Des situations difficiles comme celle-là, les membres d'Euphonie en ont vécu de nombreuses depuis onze ans. Certains musiciens n'ont pas résisté plus d'une séance. D'autres « n'ont pas le truc, ils ne s'intègrent pas au groupe et on ne les garde pas », explique Christine Fourrier. Quant à ceux qui s'accrochent, il leur faut ne pas s'effondrer. Et revenir toujours aussi fort.
Cela peut paraître secondaire, mais le fait pour l'association de s'être structurée administrativement et d'avoir salarié ses membres, grâce au soutien d'associations et à la vente de deux albums réalisés avec les enfants, a été salutaire.

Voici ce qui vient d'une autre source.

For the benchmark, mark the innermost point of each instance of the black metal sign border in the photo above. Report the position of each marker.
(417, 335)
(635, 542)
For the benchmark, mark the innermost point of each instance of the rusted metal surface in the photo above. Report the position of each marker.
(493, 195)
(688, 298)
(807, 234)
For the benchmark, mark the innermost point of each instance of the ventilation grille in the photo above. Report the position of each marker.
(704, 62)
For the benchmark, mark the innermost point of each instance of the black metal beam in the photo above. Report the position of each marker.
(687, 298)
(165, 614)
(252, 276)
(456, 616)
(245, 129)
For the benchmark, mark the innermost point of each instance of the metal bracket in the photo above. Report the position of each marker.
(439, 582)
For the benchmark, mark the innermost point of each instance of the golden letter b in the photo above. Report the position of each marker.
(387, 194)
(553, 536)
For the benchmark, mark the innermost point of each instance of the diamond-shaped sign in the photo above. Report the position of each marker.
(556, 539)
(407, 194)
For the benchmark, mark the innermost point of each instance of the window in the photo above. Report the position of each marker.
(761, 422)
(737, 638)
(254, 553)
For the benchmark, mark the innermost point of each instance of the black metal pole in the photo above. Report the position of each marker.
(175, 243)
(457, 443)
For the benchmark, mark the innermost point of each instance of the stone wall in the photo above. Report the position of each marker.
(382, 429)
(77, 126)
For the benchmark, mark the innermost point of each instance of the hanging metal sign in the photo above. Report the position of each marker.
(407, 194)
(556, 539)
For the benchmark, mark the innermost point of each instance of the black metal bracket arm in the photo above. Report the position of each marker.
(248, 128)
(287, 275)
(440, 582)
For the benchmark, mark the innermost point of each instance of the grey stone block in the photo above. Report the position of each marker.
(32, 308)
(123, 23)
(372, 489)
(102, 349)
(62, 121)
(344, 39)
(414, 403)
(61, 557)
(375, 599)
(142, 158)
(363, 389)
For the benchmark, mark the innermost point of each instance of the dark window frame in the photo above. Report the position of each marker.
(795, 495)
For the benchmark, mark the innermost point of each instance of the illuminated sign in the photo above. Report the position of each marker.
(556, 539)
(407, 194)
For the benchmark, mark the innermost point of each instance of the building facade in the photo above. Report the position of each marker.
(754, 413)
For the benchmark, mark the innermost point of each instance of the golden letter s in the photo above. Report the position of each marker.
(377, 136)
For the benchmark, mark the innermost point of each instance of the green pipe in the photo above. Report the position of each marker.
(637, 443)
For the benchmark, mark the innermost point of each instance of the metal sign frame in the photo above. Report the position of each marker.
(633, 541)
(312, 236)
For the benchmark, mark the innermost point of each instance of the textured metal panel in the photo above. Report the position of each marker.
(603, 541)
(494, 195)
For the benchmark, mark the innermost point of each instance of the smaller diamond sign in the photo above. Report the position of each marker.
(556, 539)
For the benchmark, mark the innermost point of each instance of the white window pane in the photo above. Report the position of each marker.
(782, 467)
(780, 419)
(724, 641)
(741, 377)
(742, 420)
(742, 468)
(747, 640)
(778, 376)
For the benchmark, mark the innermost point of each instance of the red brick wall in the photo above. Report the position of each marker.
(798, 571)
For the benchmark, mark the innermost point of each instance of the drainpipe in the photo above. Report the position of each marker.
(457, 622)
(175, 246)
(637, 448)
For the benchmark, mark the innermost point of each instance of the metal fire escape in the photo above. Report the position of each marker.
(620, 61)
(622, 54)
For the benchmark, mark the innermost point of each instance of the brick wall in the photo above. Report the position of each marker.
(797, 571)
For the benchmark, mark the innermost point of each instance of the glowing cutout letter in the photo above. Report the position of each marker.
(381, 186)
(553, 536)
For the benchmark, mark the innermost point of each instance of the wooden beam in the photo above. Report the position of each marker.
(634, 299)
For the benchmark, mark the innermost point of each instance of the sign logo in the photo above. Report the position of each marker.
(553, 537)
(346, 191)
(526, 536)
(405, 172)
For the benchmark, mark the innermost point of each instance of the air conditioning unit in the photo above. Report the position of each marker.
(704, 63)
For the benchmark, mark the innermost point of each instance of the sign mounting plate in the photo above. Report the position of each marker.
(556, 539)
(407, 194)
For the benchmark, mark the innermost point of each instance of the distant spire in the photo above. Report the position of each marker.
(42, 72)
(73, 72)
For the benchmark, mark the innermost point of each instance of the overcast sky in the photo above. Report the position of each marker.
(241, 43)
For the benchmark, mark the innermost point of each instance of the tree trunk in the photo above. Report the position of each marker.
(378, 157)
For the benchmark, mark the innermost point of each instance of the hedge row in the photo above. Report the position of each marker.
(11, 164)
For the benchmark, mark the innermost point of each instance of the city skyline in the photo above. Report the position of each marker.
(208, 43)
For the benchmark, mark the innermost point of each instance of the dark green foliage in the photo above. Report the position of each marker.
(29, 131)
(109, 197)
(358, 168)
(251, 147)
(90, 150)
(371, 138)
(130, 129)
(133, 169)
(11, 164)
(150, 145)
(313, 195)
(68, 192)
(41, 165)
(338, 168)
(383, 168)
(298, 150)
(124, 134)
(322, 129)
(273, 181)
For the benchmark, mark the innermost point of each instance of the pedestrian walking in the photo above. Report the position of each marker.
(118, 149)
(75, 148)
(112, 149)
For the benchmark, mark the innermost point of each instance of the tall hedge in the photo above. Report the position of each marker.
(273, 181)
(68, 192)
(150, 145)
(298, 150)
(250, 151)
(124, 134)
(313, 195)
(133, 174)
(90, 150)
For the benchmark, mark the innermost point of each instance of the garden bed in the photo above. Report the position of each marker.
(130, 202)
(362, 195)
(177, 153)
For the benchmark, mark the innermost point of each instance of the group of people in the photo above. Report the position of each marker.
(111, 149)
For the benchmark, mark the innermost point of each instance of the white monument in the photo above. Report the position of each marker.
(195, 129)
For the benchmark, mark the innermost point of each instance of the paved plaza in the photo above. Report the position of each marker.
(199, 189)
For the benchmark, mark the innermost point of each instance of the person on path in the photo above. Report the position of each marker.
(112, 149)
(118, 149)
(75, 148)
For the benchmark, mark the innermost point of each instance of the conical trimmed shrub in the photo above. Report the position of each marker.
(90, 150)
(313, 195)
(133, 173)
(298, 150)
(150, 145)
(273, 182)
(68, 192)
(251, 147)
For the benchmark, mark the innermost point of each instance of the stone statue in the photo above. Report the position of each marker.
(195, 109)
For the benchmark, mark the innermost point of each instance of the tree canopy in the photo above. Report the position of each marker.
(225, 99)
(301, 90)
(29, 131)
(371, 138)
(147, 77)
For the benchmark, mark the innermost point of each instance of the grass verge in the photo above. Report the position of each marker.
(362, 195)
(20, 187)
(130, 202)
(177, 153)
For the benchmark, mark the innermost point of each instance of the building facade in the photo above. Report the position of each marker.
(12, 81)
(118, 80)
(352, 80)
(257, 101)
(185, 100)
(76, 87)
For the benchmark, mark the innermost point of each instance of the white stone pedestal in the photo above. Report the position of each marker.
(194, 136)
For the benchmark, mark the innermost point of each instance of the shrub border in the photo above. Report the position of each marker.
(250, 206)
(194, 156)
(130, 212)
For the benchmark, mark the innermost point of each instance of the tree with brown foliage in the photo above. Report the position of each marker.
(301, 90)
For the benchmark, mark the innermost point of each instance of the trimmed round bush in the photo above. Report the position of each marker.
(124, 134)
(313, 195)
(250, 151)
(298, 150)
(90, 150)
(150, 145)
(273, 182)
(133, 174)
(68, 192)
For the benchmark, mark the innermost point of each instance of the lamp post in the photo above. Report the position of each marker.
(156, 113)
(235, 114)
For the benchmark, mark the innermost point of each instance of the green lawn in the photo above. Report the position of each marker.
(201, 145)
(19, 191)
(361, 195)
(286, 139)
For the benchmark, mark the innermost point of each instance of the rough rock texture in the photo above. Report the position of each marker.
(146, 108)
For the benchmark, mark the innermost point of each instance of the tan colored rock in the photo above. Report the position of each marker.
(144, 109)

« Il est plus facile de se détacher d'une situation difficile quand on est salarié ; on vient faire son travail », explique Catherine Macé, un peu comme une infirmière ferait le sien. « Récemment, nous avons eu un bel échange, au sein de l'association, à propos du fait d'être tenu au courant ou non des disparitions dans le service. Personnellement, je refuse de l'être. Mais d'autres collègues y tiennent absolument. » Pour tenir le coup, les membres d'Euphonie bénéficient également du soutien de la psychologue du service. Il leur arrive enfin de s'accorder des pauses de quelques mois. Ça sera bientôt le cas pour Catherine. L'occasion de fignoler un album de jazz qu'elle prépare avec Christine Fourrier. Mais elle promet de vite revenir.